Sicuramente la cosa di più grande valore artistico della produzione.

Lei si scandalizza perché lui tiene una pistola nel cassetto della scrivania, che se abiti a Seattle penso sia la norma, lui le fa guidare una fiammante Audi R8 (dopo averla trattata come la classica “donna al volante”, grande classe), invidia di tutti i petrolhead come me, lei rimane incinta (come dice Anastasia stessa, se si tende a fare sesso per riempire ogni minuto di tempo libero sono cose che vanno messe in conto) e lui in tutta risposta si sbronza come l’Hemingway dei tempi migliori e fa scenate assurde tendenti al pietoso. Robe così, che ti riconciliano con gli scazzi della vita moderna. Parlando di recitazione, i due protagonisti danno il meglio di loro nelle numerose scene di sesso, sia perché tendenzialmente non parlano troppo, byapassando un copione che va bene giusto per fare la differenziata, sia per una questione di recitazione fisica e di una buona regia che punta al coinvolgimento emotivo, con la Johnson che spicca, solitaria, anche fuori da questi contesti, per classe e DNA, mostrando un personaggio decisamente più intraprendente rispetto a quello che ho sbirciato qua e là e di cui mi è stato raccontato, pronta a marcare il territorio e farsi valere anche tra le mura domestiche, queste decisamente, decisamente distanti l’una dall’altra; almeno 300mq, ampio salone, due piani, luminosissimo, in un immobile di pregio nella downtown di Seattle.

Non si può odiare, è un film-piuma che non fa nulla per appesantire l’esistenza degli spettatori, pur avendo il valore artistico di un tubetto di senape.
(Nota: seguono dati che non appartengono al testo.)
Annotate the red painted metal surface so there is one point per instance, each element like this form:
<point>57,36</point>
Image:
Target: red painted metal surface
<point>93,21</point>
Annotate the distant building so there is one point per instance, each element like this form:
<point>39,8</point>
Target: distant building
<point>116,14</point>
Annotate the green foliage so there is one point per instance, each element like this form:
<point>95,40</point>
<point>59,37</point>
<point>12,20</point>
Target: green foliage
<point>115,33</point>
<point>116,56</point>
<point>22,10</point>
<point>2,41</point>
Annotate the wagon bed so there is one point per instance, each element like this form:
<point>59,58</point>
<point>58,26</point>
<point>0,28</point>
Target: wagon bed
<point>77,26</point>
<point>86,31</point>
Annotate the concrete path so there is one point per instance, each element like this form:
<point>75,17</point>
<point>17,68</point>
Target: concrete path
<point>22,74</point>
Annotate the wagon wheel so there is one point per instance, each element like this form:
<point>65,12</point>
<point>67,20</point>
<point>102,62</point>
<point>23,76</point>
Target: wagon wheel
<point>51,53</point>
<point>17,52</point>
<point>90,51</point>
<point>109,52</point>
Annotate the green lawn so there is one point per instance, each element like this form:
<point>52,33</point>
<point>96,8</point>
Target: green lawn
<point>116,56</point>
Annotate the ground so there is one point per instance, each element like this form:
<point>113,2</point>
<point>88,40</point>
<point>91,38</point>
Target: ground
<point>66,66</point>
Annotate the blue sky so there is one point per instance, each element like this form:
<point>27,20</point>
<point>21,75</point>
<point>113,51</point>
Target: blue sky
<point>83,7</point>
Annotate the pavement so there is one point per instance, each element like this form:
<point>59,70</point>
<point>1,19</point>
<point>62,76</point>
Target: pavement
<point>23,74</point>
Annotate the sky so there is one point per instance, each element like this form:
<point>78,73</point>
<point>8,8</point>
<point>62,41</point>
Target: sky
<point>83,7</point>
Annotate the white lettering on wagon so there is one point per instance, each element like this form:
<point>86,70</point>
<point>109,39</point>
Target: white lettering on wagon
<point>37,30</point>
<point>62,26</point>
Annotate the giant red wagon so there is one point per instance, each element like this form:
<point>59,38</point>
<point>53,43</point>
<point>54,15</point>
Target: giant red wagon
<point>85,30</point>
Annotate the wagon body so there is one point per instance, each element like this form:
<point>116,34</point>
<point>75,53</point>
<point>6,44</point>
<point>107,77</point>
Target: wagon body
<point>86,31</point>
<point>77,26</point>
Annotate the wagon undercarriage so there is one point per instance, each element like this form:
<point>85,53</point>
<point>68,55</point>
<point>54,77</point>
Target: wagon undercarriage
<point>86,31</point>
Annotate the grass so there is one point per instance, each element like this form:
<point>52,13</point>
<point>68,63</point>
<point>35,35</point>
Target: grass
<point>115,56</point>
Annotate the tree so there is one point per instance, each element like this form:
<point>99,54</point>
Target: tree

Poi che ci volete fare, sono un sentimentale, e alla fine mi ci sono anche affezionato a questi due improbabili idioti. Per poco, giusto il tempo di smaltire l’aperitivo, ma mi ci ero affezionato. Recupererò gli altri? Se la scelta, pistola puntata alla tempia, è tra quelli e la filmografia di Ben Affleck, probabilmente si. Una situazione in cui spero di non ritrovarmi mai.